How Scientists Measure The Concentration of Solutions

This is analytical chemistry!

Titrations
This is by far the most old school method for measuring the concentration of something in a liquid. The scientist prepares a solution of something that reacts with the other compound and then adds it drop by drop until there is a color change or other easy to recognize event that means the reaction is over. When the reaction is over, we call that the equivalence point. It is the time when amount of the known compound is equal to the amount of the unknown compound. Since the scientist knows how much of the unknown compound was added, some easy math can be used to calculate the concentration of the unknown. A classic example of this is done with acids and bases.
A scientist wants to know the concentration of acetic acid in a bottle of vinegar so she adds a drop of indicator to the vinegar then titrates 100mL of the vinegar with 0.1M sodium hydroxide until the equivalence point is reached. Once the equivalence point has been reached, she knows how much NaOH was used to neutralize the acetic acid, so she can easily calculate the concentration of acetic acid in the vinegar.
Doctors sometimes say that they are titrating a patient onto a medication. That is a fancy way of saying that they give the patient a little bit more medicine each day until they have found the right dose.

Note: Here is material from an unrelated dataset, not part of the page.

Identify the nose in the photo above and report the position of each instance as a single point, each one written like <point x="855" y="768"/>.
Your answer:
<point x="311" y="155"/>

Spectrophotometry and UV-Vis Spectrometry
If you are making fruit punch, and you add water to it, the color of your beverage will not be as dark.
Beer’s law says that the amount of light a liquid absorbs is directly related to it’s concentration. So if you can use a machine to measure how much light does not make it through a sample of the liquid, you can easily calculate the concentration. Not all chemicals absorb light at every wavelength.
Biochemists use a spectrophotometer to check the concentration and purity of DNA and Protein solutions every day. Proteins absorb UV radiation at 280nm and DNA absorbs at 260nm. By calculating the ratio of absorbance at 260nm and 280nm, the purity of DNA or protein can be determined. Biochemists do this all the time.

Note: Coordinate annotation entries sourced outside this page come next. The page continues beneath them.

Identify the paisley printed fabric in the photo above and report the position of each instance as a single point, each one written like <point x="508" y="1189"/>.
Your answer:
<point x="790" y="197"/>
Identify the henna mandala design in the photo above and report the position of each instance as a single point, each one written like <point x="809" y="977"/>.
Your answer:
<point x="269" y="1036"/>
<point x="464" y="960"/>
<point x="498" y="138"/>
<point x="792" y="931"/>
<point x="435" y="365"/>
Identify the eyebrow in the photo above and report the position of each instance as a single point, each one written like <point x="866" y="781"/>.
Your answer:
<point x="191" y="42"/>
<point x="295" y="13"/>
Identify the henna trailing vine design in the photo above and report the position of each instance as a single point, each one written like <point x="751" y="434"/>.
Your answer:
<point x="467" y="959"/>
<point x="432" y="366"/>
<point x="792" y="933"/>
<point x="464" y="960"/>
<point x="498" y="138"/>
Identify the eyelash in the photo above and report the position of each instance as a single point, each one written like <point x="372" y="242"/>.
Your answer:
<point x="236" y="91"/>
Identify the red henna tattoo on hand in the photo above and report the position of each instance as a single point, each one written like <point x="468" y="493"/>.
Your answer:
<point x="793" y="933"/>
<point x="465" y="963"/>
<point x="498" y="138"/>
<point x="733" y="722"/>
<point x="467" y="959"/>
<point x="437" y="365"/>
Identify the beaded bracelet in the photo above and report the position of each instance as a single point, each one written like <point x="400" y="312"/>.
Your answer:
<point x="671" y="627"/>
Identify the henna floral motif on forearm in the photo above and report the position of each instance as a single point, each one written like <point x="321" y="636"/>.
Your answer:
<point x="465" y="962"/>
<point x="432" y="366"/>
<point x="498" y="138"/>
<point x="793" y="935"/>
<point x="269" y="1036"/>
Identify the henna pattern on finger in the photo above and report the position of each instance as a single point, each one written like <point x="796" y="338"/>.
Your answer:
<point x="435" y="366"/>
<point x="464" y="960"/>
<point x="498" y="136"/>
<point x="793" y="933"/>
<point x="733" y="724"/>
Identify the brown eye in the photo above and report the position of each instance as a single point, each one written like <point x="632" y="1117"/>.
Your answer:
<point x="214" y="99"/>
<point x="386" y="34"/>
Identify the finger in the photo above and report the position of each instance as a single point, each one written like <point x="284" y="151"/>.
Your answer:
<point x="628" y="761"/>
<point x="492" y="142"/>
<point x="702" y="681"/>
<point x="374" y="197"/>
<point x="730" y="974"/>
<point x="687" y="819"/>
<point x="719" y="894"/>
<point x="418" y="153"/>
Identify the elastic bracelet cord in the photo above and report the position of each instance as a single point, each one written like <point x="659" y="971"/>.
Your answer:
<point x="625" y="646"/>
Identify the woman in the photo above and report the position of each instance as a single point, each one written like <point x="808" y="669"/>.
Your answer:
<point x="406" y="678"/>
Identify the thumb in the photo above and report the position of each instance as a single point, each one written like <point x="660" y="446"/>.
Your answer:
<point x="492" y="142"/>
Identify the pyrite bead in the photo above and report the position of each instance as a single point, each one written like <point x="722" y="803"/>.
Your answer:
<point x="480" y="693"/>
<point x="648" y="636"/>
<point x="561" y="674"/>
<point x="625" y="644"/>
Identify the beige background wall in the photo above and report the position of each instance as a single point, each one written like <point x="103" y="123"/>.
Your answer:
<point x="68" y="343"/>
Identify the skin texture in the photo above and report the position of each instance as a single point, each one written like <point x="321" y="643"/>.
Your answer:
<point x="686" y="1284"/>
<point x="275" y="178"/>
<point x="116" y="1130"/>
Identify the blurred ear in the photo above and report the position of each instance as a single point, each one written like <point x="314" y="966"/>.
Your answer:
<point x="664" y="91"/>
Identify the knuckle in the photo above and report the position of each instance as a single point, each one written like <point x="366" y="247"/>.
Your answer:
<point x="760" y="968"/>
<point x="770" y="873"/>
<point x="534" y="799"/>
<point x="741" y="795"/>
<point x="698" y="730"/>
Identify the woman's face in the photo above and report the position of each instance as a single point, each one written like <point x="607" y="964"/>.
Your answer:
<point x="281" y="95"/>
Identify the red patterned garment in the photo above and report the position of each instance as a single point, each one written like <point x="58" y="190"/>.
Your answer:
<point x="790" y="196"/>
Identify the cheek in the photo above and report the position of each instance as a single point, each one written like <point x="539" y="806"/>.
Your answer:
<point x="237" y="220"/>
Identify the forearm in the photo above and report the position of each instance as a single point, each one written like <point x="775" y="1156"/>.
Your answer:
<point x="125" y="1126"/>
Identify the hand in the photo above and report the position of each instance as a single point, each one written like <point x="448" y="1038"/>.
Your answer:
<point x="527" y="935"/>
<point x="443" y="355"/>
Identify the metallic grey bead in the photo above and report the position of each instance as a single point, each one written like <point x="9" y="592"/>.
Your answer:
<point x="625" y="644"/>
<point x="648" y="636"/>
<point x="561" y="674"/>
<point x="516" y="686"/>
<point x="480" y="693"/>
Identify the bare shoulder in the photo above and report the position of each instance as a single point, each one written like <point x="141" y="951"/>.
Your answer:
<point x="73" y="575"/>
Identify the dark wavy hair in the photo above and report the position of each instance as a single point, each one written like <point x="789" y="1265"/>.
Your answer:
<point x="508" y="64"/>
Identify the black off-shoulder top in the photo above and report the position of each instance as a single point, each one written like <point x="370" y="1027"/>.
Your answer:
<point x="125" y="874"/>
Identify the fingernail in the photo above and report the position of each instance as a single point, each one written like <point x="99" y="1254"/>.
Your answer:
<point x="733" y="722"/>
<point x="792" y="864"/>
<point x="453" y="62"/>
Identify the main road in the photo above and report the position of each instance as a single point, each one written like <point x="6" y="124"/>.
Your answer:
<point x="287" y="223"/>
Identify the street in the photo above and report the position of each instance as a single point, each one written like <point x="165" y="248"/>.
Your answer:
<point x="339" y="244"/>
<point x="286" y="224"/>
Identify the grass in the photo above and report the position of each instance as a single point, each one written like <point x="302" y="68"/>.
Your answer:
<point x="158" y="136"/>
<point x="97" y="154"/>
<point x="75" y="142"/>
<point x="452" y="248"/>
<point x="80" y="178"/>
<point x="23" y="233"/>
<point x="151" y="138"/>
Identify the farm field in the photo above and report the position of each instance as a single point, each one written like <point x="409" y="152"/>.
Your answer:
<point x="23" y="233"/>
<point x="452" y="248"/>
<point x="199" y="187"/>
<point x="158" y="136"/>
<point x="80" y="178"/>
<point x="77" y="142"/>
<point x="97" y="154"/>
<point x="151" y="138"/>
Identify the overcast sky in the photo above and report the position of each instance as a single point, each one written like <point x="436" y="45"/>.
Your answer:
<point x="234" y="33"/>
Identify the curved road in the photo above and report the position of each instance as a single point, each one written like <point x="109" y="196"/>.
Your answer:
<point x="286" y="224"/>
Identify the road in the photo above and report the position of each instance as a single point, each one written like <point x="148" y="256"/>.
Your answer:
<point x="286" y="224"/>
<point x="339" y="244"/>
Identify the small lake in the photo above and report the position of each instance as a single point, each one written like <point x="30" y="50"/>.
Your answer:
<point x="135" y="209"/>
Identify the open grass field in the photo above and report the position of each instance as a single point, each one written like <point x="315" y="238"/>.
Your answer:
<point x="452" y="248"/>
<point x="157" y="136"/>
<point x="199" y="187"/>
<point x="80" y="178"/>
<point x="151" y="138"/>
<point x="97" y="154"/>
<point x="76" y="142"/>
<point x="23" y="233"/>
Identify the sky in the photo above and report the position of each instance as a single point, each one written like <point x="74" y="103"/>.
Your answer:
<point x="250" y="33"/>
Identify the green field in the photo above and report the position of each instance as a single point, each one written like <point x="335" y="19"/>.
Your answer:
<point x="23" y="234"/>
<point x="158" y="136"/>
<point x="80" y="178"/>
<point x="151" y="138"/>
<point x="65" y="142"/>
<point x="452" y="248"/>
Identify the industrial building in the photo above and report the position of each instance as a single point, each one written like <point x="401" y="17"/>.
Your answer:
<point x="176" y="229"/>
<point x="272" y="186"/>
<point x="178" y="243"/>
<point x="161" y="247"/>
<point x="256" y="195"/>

High Performance Liquid Chromatography HPLC
Just about every drug company in the country hires a ton of people to do HPLC for them. This method of measuring concentrations uses a high pressure pump to squirt liquid through a little column. In that column, each compound travels at a different speed. Every compound comes out of the column at a different time. A detector, usually a spectrophotometer or a mass spectrometer, can then tell you how much stuff came out of the column. This method of analysis requires a calibration curve.


Gas Chromatography GC
This works the same way as liquid chromatography, but only for volatile compounds. That usually means compounds with a molecular weight below 500 and a low boiling point.